7: Current activities and observation system
   Since the 1995–1996 eruption, volcanic tremors have occurred at Kuju Volcano in 1997; however, no significant abnormalities have been reported since then. The altitudes of fumaroles on the Iozan mountainside in northeast Hosshozan have been decreasing since 2005, and seismic activities have been calm as well. Volcanic earthquakes have occurred in shallow zones of the Hosshozan area and in Sujiyu and Otake in the western part of Kuroiwasan at depths of several kilometers (Japan Meteorological Agency, 2013). Few volcanic earthquakes have occurred in the Taisenzan and Kurodake areas. In contrast, deep and low-frequency earthquakes occurring at depths of approximately 20–25 km have occurred but have not been confirmed west of Hosshozan. Kuju Volcano is continuously observed by the Japan Meteorological Agency. The current observation system near Kujusan includes one seismometer belonging to Japan Meteorological Agency, three global navigation satellite system (GNSS) observation points, one inclinometer, one infrasound monitor, one telephoto camera, one seismometer belonging to Kyoto University, one seismometer belonging to Kyusyu University, and four seismometers from Oita Prefecture (Japan Meteorological Agency, 2013). Other wide-range observation networks include the GNSS-based control stations of the Geospatial Information Authority of Japan (GSI) and earthquake observation stations of the National Research Institute for Earth Science and Disaster Prevention (NIED) that are present within 20 km. On December 1, 2007, the Japan Meteorological Agency implemented the eruption alert level operation at Kuju Volcano. Since the operation began until July 2014, level 1, or normal, has been maintained.

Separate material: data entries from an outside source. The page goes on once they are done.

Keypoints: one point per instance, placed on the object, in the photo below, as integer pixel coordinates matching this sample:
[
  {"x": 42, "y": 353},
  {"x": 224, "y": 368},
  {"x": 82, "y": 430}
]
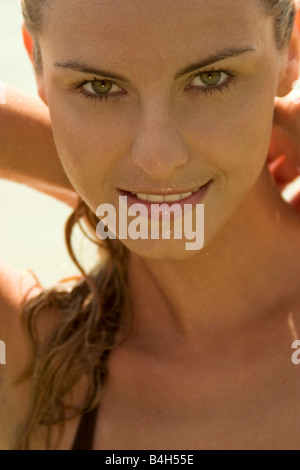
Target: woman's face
[{"x": 166, "y": 121}]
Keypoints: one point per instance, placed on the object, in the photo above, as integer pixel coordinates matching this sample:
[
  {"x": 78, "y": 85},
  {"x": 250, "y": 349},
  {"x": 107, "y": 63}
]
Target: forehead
[{"x": 118, "y": 30}]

8: Characteristics of eruption activities and precautions taken in volcanic disaster prevention
   Kuju Volcano has erupted magma of various compositions ranging from basaltic andesite to dacite. Its eruption style and volcanic phenomena are also diverse and include large-scale pyroclastic flows, lava flows, lava domes, block and ash flows, and debris flow. Abnormal phenomena at Kuju Volcano since its recorded history have been associated with hydrothermal activities of fumaroles; in the most recent 1,600 years, no large-scale magmatic eruption has been reported. However, in the preceding 8,000 years, active magmatic eruptions occurred near Taisenzan and Kurodake at the eastern part of Kuju Volcano. At the present (2014), no forewarnings of magmatic eruptions have been issued. However, deep, low-frequency earthquakes have been recorded in the eastern part at depths of 20–25 km (Japan Meteorological Agency, 2013), thus, future magmatic eruptions are possible.

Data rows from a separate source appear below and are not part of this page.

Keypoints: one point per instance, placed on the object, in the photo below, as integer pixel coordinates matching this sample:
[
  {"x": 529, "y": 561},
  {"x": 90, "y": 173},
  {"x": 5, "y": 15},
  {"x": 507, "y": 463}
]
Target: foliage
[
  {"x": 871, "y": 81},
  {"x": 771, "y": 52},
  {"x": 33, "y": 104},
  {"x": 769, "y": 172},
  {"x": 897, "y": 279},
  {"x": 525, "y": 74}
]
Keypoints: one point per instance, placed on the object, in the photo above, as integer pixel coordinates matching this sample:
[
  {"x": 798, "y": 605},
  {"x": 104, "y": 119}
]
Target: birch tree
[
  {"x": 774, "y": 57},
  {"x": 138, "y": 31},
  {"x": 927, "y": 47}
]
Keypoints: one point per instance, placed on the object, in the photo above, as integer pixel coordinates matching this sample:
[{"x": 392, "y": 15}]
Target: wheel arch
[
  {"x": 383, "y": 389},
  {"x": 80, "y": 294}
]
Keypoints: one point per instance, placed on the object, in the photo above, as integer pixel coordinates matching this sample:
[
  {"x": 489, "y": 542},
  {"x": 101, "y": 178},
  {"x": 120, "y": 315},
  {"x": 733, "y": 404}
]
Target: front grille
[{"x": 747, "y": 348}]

   The 1995–1996 activity was a phreatic eruption associated with hydrothermal activities of fumaroles. Phreatic eruptions of similar scale have occurred several times during the past several thousands of years in the Iozan area of Hosshozan. These phreatic eruptions are difficult to predict, and relatively small phreatic eruptions could lead to damages from ejected volcanic blocks; this activity is particularly dangerous for hikers using a nearby hiking trail. In addition, the deposition of altered clay volcanic ash lowers the infiltration capacity of the ground surface such that even a small amount of precipitation could cause a debris flow. Therefore, extra caution is warranted.

   Ejection of andesite‒dacite magma forms thick lava flows and lava domes. The amount of falling pyroclastic materials is relatively small in such cases, although block and ash flow deposits caused by the collapse of lava domes and lava flows have been found 4 km from the summit in volcanic fan deposits. Therefore, disasters associated with these deposits should be considered. Lava flows and bombs of basaltic–andesite magma have reached areas 3–4 km from the crater, and pyroclastic fall materials such as scoria have been found in a wide extent near the foot. Damages from these pyroclastic fall materials should be considered as well.